My thanks go to NetGalley and Random House Ballantine for the invitation to read and review. I found myself drawn to this novel because it’s different from everything else I have read. I’m fairly sure that I have never read a book set entirely in Greece; then there’s the fire, and the way that the forest interacts with the rural community living in and around it; many people have relied upon it, in one way or another, to make a living. The Book of Fire is an interesting read, and it’s available to the public now.
Having said this, my first 25% or so of the story finds me with buyer’s remorse (or, reader’s remorse?) The thing is sorrow, grief, and more sorrow. I begin to think maybe I’ll abandon it, because eventually one disengages when there’s no hope of any kind for a brighter outcome. But just as these thoughts begin to crystalize, there is a subtle shift, and then the whole thing becomes more toothsome.
The story is told in alternating timeframes, with the current day being told to us in the first person, while the past is told as if it is a fairytale, and so in it, our protagonist, Irini, is referred to most of the time as “the mother,” her spouse is “the husband,” and their child is “the girl.” It took me a long time to figure out the protagonist’s name, but then there is dialogue, and that helps.

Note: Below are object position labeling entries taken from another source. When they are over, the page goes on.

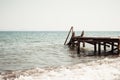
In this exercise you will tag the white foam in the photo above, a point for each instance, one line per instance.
(106, 69)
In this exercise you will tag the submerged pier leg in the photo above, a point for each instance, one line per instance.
(104, 46)
(118, 47)
(99, 48)
(95, 48)
(112, 47)
(78, 48)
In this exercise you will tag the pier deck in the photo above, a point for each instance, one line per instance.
(97, 42)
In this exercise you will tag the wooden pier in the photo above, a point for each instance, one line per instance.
(97, 42)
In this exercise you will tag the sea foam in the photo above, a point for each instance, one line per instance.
(104, 69)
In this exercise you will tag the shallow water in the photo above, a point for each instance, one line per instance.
(42, 55)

Initially, the protagonist confides to us what she has done. She found the arsonist in the burnt forest; he was on the ground beneath a tree with a rope around his neck. The branch above him is broken, so it’s either a botched lynching or a botched suicide, but not entirely botched, because he’s in bad shape. She begins to try to help him, but then she remembers what he has done, and she walks away from him. When she returns the next day, full of remorse, he’s dead. And so already we have this fact thrown in there along with the man’s own crime. We don’t know whether he did this or it was done to him until nearly the end.
In time more details emerge to muddy the waters of responsibility, so then she has a hundred little ethical questions to examine, and these are joined with a powerful environmental message. Because of this, I think this novel would be terrific for book clubs, and also for the high school classroom. There’s no sex in it, and the vocabulary is accessible. And despite my early fears, the entire book is not a portrait of grief and misery.
Recommended to those that enjoy literary fiction.